Elizabeth hooted and clasped her hands to her breast. She giggled across Margaret to Allyson who also clapped her hands with glee. “Oh, Liz, how exciting.” They gushed among themselves for a few moments, then turned their eyes on Julia.
“Okay, Julia,” Margaret said irritably. “Hurry up and let’s get this over with.”
“Oh, don’t be such a grouch, Maggie. What are you grousing about? You’re going to have three husbands to Ally’s and my one,” Elizabeth said. Then she turned to Julia. “Go ahead, Julie. Let’s see when and where you’re going to meet your Prince Charming.”
Julia pulled back. What she had to fear she didn’t know, but there was a strange throbbing deep inside her that was telling her to get out of that tent, to get away from the mysterious voice and the glowing crystal ball that seemed to pulse and radiate from the center of the table.
“Oh, go on, Julie,” Allyson urged. “You might just as well get your money’s worth.”
“Sure, Julie. Go ahead. Please,” Elizabeth insisted.
Reluctantly Julia let Elizabeth lift her hands onto the table. She put them palms down and moved them toward the crystal ball.

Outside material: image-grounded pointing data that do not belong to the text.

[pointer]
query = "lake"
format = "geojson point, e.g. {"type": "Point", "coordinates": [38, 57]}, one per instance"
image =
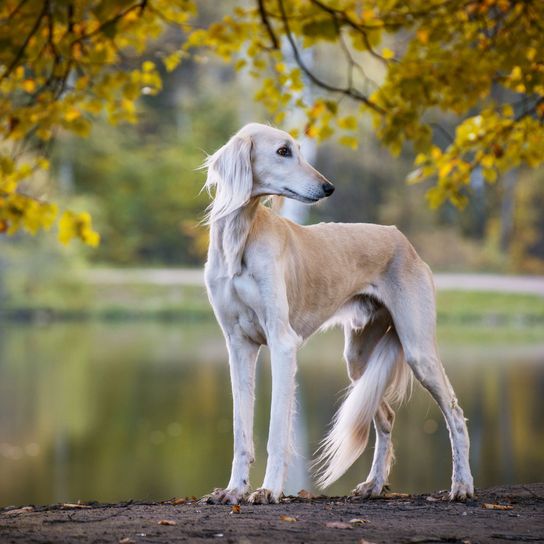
{"type": "Point", "coordinates": [142, 409]}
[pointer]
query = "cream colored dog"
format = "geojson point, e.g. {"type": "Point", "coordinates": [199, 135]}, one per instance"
{"type": "Point", "coordinates": [273, 282]}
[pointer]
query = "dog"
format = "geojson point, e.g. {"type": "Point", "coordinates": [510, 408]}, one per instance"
{"type": "Point", "coordinates": [273, 282]}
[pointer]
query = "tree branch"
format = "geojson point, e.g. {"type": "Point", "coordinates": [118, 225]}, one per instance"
{"type": "Point", "coordinates": [22, 50]}
{"type": "Point", "coordinates": [268, 26]}
{"type": "Point", "coordinates": [348, 91]}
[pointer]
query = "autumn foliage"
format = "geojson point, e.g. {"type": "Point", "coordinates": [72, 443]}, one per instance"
{"type": "Point", "coordinates": [476, 63]}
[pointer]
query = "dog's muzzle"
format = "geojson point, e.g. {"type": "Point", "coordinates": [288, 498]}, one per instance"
{"type": "Point", "coordinates": [328, 188]}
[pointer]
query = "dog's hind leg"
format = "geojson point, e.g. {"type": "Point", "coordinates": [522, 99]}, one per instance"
{"type": "Point", "coordinates": [383, 454]}
{"type": "Point", "coordinates": [359, 345]}
{"type": "Point", "coordinates": [242, 362]}
{"type": "Point", "coordinates": [415, 322]}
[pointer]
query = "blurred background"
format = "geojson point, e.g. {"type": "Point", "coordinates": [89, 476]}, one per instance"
{"type": "Point", "coordinates": [113, 373]}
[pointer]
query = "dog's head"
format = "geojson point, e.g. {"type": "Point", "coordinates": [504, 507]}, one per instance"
{"type": "Point", "coordinates": [261, 160]}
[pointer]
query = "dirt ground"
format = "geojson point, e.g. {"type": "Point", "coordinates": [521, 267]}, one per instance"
{"type": "Point", "coordinates": [500, 514]}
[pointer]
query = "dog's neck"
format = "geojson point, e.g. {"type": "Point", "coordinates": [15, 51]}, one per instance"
{"type": "Point", "coordinates": [228, 238]}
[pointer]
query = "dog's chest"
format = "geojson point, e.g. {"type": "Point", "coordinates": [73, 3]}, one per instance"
{"type": "Point", "coordinates": [237, 301]}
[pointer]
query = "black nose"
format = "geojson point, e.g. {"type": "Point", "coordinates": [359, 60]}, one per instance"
{"type": "Point", "coordinates": [328, 189]}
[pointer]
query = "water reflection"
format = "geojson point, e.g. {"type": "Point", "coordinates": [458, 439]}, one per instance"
{"type": "Point", "coordinates": [113, 411]}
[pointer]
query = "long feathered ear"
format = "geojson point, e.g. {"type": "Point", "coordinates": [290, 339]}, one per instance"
{"type": "Point", "coordinates": [229, 170]}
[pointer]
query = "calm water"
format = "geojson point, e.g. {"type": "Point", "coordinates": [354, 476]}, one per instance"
{"type": "Point", "coordinates": [143, 410]}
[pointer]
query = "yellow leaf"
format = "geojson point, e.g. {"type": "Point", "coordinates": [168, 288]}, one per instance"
{"type": "Point", "coordinates": [349, 141]}
{"type": "Point", "coordinates": [423, 35]}
{"type": "Point", "coordinates": [29, 85]}
{"type": "Point", "coordinates": [387, 53]}
{"type": "Point", "coordinates": [348, 123]}
{"type": "Point", "coordinates": [515, 74]}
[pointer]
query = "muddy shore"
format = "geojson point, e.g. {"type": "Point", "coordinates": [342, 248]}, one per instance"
{"type": "Point", "coordinates": [500, 514]}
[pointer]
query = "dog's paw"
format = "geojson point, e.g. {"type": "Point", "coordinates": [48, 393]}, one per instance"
{"type": "Point", "coordinates": [368, 489]}
{"type": "Point", "coordinates": [223, 496]}
{"type": "Point", "coordinates": [264, 496]}
{"type": "Point", "coordinates": [461, 491]}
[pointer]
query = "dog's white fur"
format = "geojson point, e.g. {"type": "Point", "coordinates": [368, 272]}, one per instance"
{"type": "Point", "coordinates": [273, 282]}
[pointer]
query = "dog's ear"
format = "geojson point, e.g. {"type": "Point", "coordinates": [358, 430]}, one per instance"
{"type": "Point", "coordinates": [229, 170]}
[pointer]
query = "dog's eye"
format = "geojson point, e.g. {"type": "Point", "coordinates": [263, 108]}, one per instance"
{"type": "Point", "coordinates": [284, 151]}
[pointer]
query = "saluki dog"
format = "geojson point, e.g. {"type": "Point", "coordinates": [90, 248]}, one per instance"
{"type": "Point", "coordinates": [273, 282]}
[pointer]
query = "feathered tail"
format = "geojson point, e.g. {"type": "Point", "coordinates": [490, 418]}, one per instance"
{"type": "Point", "coordinates": [385, 377]}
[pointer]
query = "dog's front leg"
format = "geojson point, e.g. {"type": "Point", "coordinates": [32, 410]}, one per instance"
{"type": "Point", "coordinates": [283, 358]}
{"type": "Point", "coordinates": [242, 362]}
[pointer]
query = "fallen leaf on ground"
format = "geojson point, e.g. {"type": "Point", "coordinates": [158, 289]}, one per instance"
{"type": "Point", "coordinates": [359, 521]}
{"type": "Point", "coordinates": [396, 495]}
{"type": "Point", "coordinates": [23, 510]}
{"type": "Point", "coordinates": [489, 506]}
{"type": "Point", "coordinates": [304, 494]}
{"type": "Point", "coordinates": [338, 525]}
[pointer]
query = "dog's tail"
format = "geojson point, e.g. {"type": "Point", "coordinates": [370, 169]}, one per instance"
{"type": "Point", "coordinates": [386, 377]}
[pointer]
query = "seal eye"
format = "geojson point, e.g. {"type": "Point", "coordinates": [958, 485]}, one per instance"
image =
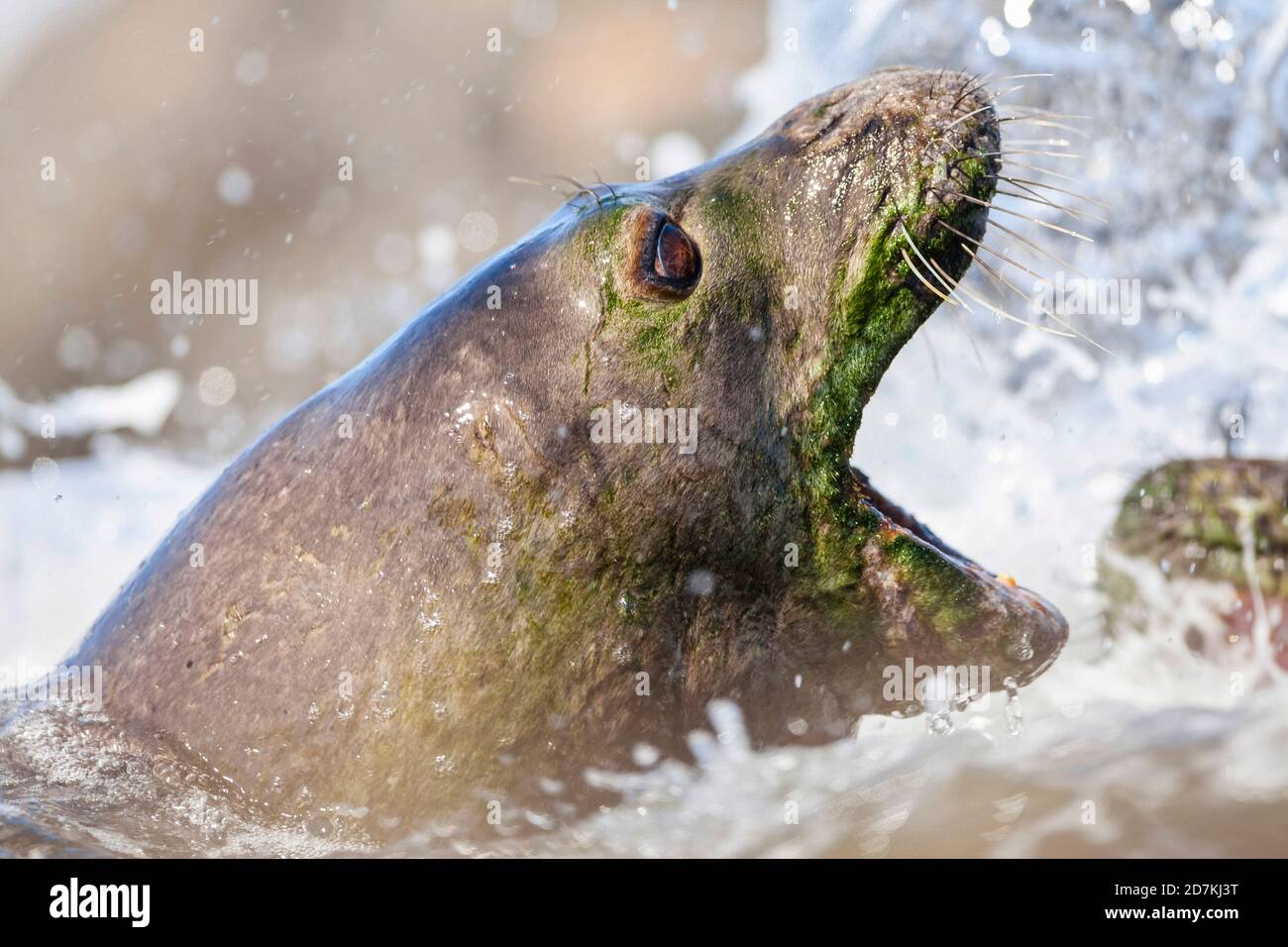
{"type": "Point", "coordinates": [675, 257]}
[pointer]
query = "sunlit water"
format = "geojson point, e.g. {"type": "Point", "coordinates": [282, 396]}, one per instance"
{"type": "Point", "coordinates": [1019, 455]}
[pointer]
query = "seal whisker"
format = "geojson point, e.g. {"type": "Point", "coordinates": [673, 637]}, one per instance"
{"type": "Point", "coordinates": [541, 184]}
{"type": "Point", "coordinates": [923, 281]}
{"type": "Point", "coordinates": [982, 108]}
{"type": "Point", "coordinates": [600, 179]}
{"type": "Point", "coordinates": [961, 320]}
{"type": "Point", "coordinates": [581, 188]}
{"type": "Point", "coordinates": [1026, 217]}
{"type": "Point", "coordinates": [921, 257]}
{"type": "Point", "coordinates": [1005, 91]}
{"type": "Point", "coordinates": [1021, 182]}
{"type": "Point", "coordinates": [1044, 170]}
{"type": "Point", "coordinates": [1001, 256]}
{"type": "Point", "coordinates": [1039, 198]}
{"type": "Point", "coordinates": [1005, 315]}
{"type": "Point", "coordinates": [1048, 114]}
{"type": "Point", "coordinates": [1043, 123]}
{"type": "Point", "coordinates": [1048, 313]}
{"type": "Point", "coordinates": [1024, 151]}
{"type": "Point", "coordinates": [1052, 142]}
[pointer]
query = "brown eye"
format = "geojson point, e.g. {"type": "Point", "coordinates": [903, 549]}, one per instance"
{"type": "Point", "coordinates": [675, 258]}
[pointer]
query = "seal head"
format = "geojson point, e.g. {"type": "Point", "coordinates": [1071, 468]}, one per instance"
{"type": "Point", "coordinates": [599, 483]}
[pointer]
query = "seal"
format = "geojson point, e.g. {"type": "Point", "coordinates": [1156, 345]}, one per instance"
{"type": "Point", "coordinates": [1201, 544]}
{"type": "Point", "coordinates": [599, 483]}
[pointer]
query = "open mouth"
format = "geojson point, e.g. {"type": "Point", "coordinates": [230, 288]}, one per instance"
{"type": "Point", "coordinates": [993, 621]}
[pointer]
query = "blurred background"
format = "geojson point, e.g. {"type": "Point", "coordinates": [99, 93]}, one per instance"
{"type": "Point", "coordinates": [1014, 445]}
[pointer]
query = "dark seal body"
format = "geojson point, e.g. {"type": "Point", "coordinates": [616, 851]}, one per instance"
{"type": "Point", "coordinates": [432, 586]}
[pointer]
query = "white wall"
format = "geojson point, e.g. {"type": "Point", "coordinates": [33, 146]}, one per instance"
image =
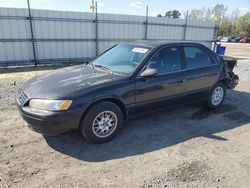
{"type": "Point", "coordinates": [52, 29]}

The old woman sat there in silence, her lips still and unmoving. Elizabeth nudged Julia and pushed her hands closer to the glowing crystal ball.
The old crone sat for a moment longer, then she stirred and her lips moved. “The girl is Julia,” she said. She paused. Her head started to move back and forth, slowly at first and then with more and more deliberateness. “No. The girl is called...,” she stammered. “The girl’s name is not Julia.”
Allyson, Margaret, and Elizabeth turned and stared at Julia. But Julia was suddenly gazing deep into the crystal ball, entranced, waiting for something of which she was deathly afraid. But she was too frozen to move.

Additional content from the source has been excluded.